EMF induced in a straight wire -- 2013 AP Physics B problem 6(e)

I feel a disturbance in the force... problem 6 on the 2013 AP Physics B exam seems to be generating significant discussion of emf induced in a straight wire, rather than in a loop of wire.

First of all, take a look at the question, to be found in this file at  I can't post the question here for lawyerly reasons.    

In the last part, we have a wire carrying a current to the right.  A second wire is placed above the first wire, and is moved upward at constant speed.  

Finding the amount of induced emf is easy: ε = BLv.  Although the magnetic field is different at different distances from the current-carrying wire, the question asks about induced emf at one specific location.  So calculate the magnetic field B produced there, use the length of the wire, and the speed the wire is moving.  Fine.

But which side of the wire is at a higher electric potential?  Lenz's law is the usual approach to such questions.  Without a loop of wire, though, I don't know how to apply my usual approach to Lenz's law.

The way I understand this situation is to consider the effect of the magnetic field on positive charge carriers in the wire.*  The force on these positive charge carriers is given by the right hand rule associated with F = qvB, the magnetic force on a moving charge.  Which direction is this magnetic force?

*Or on the electrons, or both, or whatever.  When you've got a conductor, you can equivalently discuss the motion of electrons or the "holes in the electron sea" which are essentially "positive charge carriers."  Who cares.  Just don't call 'em "protons" and we're all copacetic.
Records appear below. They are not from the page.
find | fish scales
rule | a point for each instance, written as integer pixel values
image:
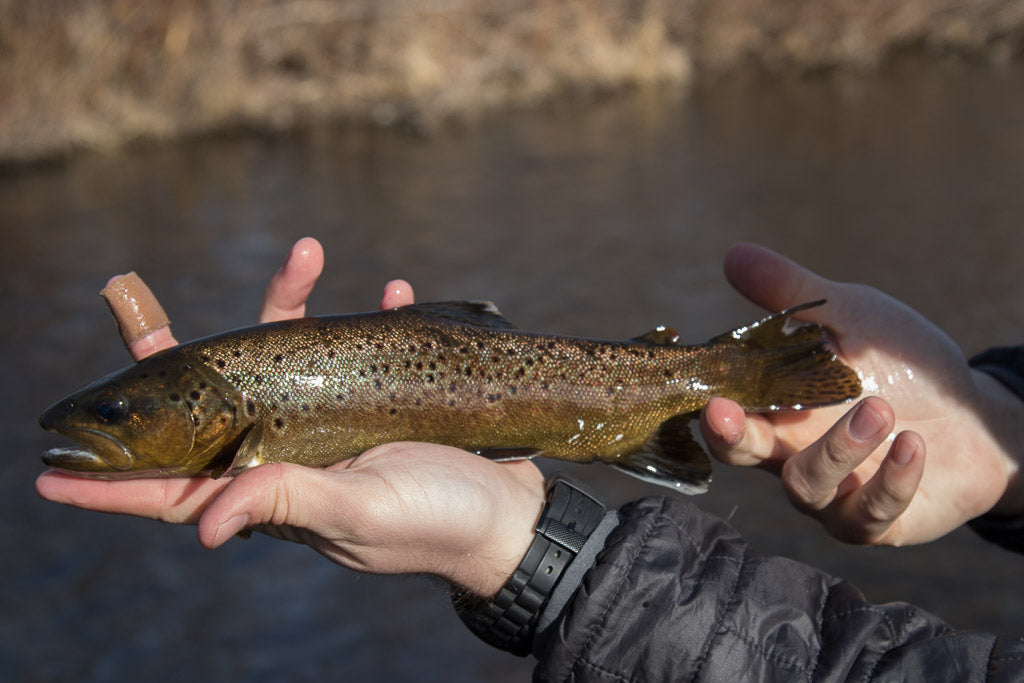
(315, 391)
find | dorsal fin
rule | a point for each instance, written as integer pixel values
(659, 336)
(480, 313)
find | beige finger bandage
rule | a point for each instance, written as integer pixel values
(136, 310)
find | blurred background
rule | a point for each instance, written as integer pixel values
(585, 165)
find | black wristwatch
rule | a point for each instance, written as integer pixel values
(509, 620)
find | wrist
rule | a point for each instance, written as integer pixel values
(509, 620)
(1004, 414)
(506, 530)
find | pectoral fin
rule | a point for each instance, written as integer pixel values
(249, 454)
(671, 458)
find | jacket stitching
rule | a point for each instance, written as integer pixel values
(718, 628)
(582, 658)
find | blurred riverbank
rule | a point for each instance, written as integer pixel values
(101, 75)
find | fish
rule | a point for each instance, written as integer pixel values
(318, 390)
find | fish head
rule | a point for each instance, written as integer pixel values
(161, 417)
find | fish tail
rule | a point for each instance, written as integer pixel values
(787, 365)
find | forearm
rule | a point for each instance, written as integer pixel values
(999, 379)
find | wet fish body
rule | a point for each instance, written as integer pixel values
(315, 391)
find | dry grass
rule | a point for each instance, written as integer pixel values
(103, 73)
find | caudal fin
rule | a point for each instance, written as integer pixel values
(786, 365)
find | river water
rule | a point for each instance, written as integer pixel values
(599, 220)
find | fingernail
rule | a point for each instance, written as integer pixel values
(902, 452)
(229, 528)
(729, 433)
(865, 423)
The positive charge carriers are moving with the wire, or up the page.  The magnetic field produced by the rightward current in the bottom wire is out of the page (by a different right hand rule).  Thus, the force on these positive charge carriers is to the right.  Similarly, the force on negative charge carriers in the moving wire is to the left.
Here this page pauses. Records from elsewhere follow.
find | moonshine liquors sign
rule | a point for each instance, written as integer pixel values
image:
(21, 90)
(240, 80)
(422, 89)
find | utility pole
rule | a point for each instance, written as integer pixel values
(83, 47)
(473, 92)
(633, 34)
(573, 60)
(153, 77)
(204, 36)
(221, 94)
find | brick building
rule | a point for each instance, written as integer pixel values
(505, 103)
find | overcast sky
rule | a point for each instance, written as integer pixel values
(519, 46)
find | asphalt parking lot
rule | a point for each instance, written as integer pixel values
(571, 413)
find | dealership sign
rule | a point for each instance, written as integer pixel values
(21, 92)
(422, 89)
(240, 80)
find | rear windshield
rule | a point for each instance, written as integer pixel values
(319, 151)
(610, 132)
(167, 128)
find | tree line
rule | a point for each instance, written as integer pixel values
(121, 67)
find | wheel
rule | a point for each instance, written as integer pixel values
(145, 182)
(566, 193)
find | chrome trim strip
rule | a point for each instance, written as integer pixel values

So as the wire moves, the right end of the wire becomes more positively charged, the left end becomes more negatively charged.  Which is at the higher electric potential?

The right side is at a higher electric potential.

"Whoa there, Hoss," you say.  "By your own definition, positive charges are forced from high to low electric potential.  These positive charges were forced to the right... so why is the right side the HIGHER electric potential?"

Because the positive charge carriers were forced to the right by a magnetic force, not an electric force.

To find the side with higher electric potential, consider what would happen ELECTRICALLY to a positive test charge placed in the wire, ignoring magnetic effects.  This positive test charge would be repelled electrostatically by the positive right side, and attracted to the negative left side.  Positive test charges are forced from high to low electric potential; the right side must be at higher electric potential.

A more conceptual approach:  Again, separate magnetic and electric effects.  The right side becomes positively charge, the left side negative.  Now if the magnetic effects were removed, which way would the current -- flow of positive charge -- be?  Obviously from + to -, or from right to left.  Current flows out of the positive side of a battery, or from the high voltage to low voltage.  So the right end is at higher "voltage."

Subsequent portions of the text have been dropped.